2013 MacBook Air rumored to sport Retina Display
February 19, 2013
Apple’s entire product line will eventually switch to Retina Displays. Until then, we’ll see a gradual shift as the company balances pricing, size, weight, and battery life concerns. Which Apple product will be next in line for Retina? According to a new report, the MacBook Air’s display may get a high-res update later this year.
Macotakara points to a report from Economic Times that says that new MacBook Airs will arrive in Q3. It states that new 11 and 13-inch models will tote Intel’s upcoming Haswell processors, and that they may also have Retina screens.
The details about timing and processors are far from surprising. Intel’s low-powered Haswell chips are rumored to launch around June – right on time for Apple’s typical Mac refresh cycle.
Retina in 2013?
The bit about the Retina Display is more surprising, considering the obstacles Apple’s engineers will face. The Retina iPad, for example, added a second LED light bar and a larger battery. This led to the 3rd and 4th-generation iPads being thicker and heavier than the iPad 2.

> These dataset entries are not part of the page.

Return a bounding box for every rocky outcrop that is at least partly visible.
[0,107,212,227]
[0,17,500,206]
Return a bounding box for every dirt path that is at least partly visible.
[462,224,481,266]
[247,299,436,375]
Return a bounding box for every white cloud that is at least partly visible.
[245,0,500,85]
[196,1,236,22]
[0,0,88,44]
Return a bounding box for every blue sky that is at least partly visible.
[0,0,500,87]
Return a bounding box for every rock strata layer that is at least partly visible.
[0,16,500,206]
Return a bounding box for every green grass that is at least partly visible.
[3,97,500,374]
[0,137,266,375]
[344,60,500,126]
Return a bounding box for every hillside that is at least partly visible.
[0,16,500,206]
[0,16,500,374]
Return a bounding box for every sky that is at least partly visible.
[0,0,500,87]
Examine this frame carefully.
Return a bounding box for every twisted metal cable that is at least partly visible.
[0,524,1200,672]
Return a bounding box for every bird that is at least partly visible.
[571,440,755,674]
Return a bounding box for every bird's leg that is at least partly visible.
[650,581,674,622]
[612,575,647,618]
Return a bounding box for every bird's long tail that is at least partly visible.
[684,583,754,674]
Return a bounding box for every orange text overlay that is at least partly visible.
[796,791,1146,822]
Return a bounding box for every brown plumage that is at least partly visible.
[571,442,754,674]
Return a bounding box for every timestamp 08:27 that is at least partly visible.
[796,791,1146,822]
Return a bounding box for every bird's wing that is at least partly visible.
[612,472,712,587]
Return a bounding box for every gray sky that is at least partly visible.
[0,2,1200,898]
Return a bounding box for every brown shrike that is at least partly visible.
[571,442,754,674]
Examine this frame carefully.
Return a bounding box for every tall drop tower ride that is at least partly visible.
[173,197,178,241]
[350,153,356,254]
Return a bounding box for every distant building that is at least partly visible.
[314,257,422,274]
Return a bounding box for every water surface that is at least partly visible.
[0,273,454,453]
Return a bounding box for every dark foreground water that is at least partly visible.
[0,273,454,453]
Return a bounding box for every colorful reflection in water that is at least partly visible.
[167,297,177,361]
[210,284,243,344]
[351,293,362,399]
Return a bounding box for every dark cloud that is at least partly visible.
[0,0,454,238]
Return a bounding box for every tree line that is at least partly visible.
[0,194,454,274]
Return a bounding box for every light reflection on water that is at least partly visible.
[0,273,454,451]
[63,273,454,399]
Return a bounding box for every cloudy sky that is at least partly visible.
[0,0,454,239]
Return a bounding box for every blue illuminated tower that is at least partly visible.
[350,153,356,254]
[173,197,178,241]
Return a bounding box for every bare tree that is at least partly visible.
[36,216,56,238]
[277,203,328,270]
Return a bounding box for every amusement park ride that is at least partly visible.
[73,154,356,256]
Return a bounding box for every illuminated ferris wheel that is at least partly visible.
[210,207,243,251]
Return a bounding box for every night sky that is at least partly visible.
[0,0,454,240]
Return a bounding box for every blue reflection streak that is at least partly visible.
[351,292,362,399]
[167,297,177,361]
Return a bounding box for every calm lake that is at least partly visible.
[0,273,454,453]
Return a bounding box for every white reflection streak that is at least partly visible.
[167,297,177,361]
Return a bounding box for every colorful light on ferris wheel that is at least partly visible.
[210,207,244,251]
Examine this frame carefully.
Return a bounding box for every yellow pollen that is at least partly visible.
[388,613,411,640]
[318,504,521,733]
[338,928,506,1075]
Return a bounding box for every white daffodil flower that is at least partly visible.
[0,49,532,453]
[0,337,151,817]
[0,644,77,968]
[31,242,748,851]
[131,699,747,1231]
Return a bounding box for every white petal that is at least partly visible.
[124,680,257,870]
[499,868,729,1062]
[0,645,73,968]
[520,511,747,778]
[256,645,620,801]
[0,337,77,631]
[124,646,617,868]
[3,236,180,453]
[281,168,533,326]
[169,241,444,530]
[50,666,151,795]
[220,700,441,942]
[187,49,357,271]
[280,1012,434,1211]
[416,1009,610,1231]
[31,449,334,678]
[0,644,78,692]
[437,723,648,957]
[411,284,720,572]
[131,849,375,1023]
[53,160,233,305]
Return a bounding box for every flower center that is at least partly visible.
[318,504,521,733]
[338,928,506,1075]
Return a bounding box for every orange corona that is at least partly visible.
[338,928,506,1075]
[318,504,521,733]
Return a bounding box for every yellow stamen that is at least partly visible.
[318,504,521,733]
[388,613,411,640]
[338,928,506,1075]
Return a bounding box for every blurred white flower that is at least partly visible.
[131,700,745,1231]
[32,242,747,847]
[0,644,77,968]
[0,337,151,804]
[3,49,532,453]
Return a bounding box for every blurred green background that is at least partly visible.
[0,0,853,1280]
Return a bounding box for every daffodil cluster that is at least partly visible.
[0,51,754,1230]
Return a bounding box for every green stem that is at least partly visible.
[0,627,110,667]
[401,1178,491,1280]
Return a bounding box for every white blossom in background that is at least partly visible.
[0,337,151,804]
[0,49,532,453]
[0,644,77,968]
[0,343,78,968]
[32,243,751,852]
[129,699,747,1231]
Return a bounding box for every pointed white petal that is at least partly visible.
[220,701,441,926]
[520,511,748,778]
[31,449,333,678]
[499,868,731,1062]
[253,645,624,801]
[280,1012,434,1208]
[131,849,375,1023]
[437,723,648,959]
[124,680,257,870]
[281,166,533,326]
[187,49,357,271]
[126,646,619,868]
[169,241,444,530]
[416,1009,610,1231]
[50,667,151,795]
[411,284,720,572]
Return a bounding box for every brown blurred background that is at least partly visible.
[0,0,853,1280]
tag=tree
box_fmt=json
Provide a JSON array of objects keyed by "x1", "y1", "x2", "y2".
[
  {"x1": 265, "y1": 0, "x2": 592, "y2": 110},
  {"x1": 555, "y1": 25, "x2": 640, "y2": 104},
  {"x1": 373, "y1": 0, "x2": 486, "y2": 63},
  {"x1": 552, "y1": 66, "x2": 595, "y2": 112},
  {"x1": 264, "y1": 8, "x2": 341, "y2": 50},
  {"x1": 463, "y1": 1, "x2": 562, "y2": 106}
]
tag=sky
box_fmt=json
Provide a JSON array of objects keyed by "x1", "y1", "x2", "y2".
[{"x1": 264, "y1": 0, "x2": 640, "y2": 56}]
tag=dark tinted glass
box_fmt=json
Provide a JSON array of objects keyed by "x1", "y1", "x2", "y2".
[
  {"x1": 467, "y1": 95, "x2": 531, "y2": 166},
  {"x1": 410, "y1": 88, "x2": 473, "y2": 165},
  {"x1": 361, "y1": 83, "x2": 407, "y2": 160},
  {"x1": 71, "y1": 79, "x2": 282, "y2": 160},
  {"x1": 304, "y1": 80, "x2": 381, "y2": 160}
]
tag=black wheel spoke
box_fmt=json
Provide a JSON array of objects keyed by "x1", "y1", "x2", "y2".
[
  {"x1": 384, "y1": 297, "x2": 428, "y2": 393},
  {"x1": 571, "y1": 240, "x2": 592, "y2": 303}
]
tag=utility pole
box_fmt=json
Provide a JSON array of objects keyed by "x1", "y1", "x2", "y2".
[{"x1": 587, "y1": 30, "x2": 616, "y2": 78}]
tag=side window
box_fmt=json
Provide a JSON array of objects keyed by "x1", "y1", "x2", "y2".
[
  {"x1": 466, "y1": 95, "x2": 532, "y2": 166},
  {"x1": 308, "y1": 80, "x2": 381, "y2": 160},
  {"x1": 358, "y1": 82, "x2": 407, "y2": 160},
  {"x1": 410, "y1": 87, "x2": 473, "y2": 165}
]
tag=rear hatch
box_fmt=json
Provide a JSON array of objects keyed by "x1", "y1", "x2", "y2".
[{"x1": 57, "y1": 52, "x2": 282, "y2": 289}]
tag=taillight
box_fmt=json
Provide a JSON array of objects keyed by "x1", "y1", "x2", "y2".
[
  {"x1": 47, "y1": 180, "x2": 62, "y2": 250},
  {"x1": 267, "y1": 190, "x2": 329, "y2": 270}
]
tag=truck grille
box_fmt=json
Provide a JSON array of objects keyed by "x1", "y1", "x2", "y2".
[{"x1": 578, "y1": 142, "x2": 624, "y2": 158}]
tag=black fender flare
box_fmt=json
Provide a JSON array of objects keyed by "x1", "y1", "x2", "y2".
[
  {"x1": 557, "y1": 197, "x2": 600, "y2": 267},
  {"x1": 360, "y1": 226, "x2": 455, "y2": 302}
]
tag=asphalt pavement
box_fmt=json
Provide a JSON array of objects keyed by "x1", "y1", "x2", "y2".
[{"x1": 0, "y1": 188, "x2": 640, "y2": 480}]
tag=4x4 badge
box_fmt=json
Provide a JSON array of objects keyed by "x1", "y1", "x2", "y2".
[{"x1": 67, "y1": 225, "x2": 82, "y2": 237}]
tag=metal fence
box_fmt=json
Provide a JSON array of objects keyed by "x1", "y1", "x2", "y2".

The MacBook Pro with Retina Display is thinner than the standard MBPs primarily because it drops the optical drive and adds a solid-state drive (SSD). The Air is already a member of that club, so it may be tricky for Apple to add Retina without adding heft.
“Thicker” and “heavier” would be tough pills for MacBook Air owners to swallow – no matter how marvelous the display.
Pricing could also be an issue. The 13-inch Retina MacBook Pro carries a US$300 premium over its non-Retina, optical drive-equipped counterpart. The 15-inch Retina MBPs start at $400 more than their lower-resolution brethren.
Apple can get away with this because the MacBook Pro is marketed towards professionals. The MacBook Air, though, is a consumer-level laptop, and a Retina model would probably need to stay in the same price range.
This is all assuming today’s information is legit. Asian supply chain leaks are often hit-and-miss, so we’d file this under “interesting, but unconfirmed.”